Of all the wise lessons about life I learned from my father, the most important thing he ever taught me is this: “When you score a touchdown, just hand the ball to the ref, as if you do it every day.”
This was not simply advice to avoid being one of those embarrassing end zone celebration buffoons. Have you seen those guys? They score a touchdown — often in a meaningless pre-season game in August, which means their team now trails by only 21 points — and then they start jumping and strutting and pounding their chests as if they just won the Super Bowl. I’ve seen receivers do the same thing after catching a 3-yard pass at midfield. Hey knucklehead, it’s now second-and-seven. Get back in the huddle and stop wasting all your energy jumping around and pointing to yourself.

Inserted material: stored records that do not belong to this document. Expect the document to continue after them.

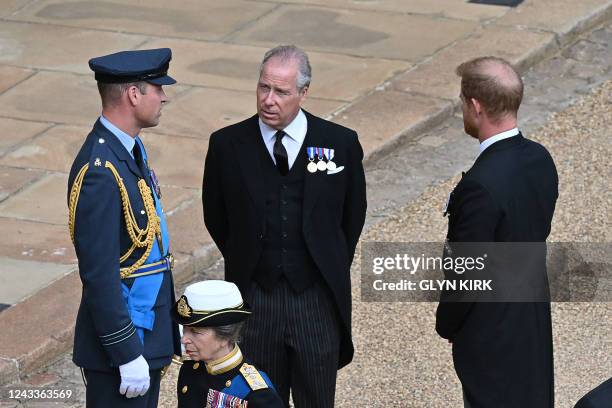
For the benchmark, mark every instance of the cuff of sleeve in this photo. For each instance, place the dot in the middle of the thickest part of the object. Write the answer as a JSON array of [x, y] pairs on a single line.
[[123, 346]]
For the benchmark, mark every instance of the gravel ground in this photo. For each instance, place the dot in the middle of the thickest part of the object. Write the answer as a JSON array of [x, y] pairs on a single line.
[[399, 359]]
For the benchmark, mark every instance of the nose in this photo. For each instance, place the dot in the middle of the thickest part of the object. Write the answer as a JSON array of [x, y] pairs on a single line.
[[269, 100]]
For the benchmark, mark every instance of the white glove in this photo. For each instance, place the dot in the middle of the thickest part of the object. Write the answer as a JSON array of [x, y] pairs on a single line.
[[134, 377]]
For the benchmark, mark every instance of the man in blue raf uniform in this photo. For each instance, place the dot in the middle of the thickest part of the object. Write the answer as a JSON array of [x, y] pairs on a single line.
[[124, 333]]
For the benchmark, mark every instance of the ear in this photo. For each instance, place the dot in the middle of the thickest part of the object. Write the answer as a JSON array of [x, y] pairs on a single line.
[[133, 95], [303, 93], [477, 106]]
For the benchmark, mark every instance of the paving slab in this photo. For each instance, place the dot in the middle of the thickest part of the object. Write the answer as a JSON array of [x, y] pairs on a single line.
[[446, 8], [597, 54], [201, 19], [204, 110], [36, 241], [57, 97], [53, 97], [186, 227], [436, 77], [383, 115], [42, 201], [353, 32], [178, 161], [560, 16], [8, 7], [28, 46], [236, 67], [20, 279], [10, 76], [14, 179], [9, 371], [38, 332], [15, 132], [54, 150], [173, 197]]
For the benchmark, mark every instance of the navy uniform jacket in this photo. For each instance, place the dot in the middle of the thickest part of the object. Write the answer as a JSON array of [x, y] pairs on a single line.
[[503, 351], [194, 382], [105, 336]]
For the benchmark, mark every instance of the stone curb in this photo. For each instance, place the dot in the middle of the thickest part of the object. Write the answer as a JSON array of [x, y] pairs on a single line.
[[35, 332]]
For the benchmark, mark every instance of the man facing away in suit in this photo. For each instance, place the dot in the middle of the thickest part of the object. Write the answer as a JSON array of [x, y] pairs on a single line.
[[502, 352], [284, 200]]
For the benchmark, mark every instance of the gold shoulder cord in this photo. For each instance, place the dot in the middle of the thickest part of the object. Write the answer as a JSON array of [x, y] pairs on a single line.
[[141, 238]]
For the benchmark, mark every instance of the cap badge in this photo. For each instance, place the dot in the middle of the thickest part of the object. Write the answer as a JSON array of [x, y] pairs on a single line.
[[183, 308]]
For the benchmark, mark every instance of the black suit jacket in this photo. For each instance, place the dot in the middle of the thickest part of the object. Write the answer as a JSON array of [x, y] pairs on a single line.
[[600, 397], [503, 351], [333, 209]]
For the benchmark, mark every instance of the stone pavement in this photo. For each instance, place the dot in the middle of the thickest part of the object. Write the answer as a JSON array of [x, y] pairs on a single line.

Or the scene I witnessed recently on TV: a guy hit a solo home run in the 8th inning, and while the ball sailed over the wall he stood at home plate admiring it, then made his way around the bases ever so slowly, all the while pointing to the crowd. When he finally touched the plate, he pointed both arms heavenward in thanksgiving for his remarkable achievement. To be honest, though, I don’t think God was terribly impressed that a guy playing for a team 14-1/2 games out of first place, hit one out in a mid-July game, which meant his team now was losing by only six runs not seven. I don’t know if he got plunked the next day, but if my father or I were pitching, he would’ve been drilled in the ribs with a tailing fastball.
So why is my dad’s wise advice important? At my age, it’s not like I’ve scored any touchdowns lately. In fact, the last one was 40 years ago this fall, in a jayvee game at a small college. And no, my amazing catch did not make Sports Center’s top ten highlights that evening. (ESPN didn’t exist back then, but even if it did, well, let’s put it this way: there were more players on the field than there were fans in the bleachers that day, and none of them thought to preserve the historic moment by bringing a Super-8 movie camera.) However, in case you were wondering, I did just hand the ball to the ref as if I did that every day, as long as you define “every day” as meaning: one single time during an entire four-year period.
My father’s advice is important because it’s not about sports; it’s about character. The “just hand the ball to the ref” way of thinking emphasizes humility, teamwork, and discipline. These character traits are not exactly in abundance nowadays. This way of thinking is the exact opposite of the “Selfie mentality.”
Oh man, I’m glad my father is too old to know or care about digital technology. If he had any idea what young people are up to on social media these days with the deluge of “look at me!” selfies, he’d be drilling guys in the ribs with tailing fastballs all day long.
Sharing these thoughts right now makes it quite obvious that I am a member of the rapidly shrinking “fuddy-duddy generation.” We are fading into the sunset, and we are routinely mocked by the know-it-all, look-at-me whippersnapper generation. (Oh my, did I just use the phrases “fuddy-duddy” and “whippersnapper” in the same paragraph? Yeow, I am a dinosaur.)
Well, all I know is: humble confidence is better than prideful boasting. And just handing the ball to the ref is cooler than you might think.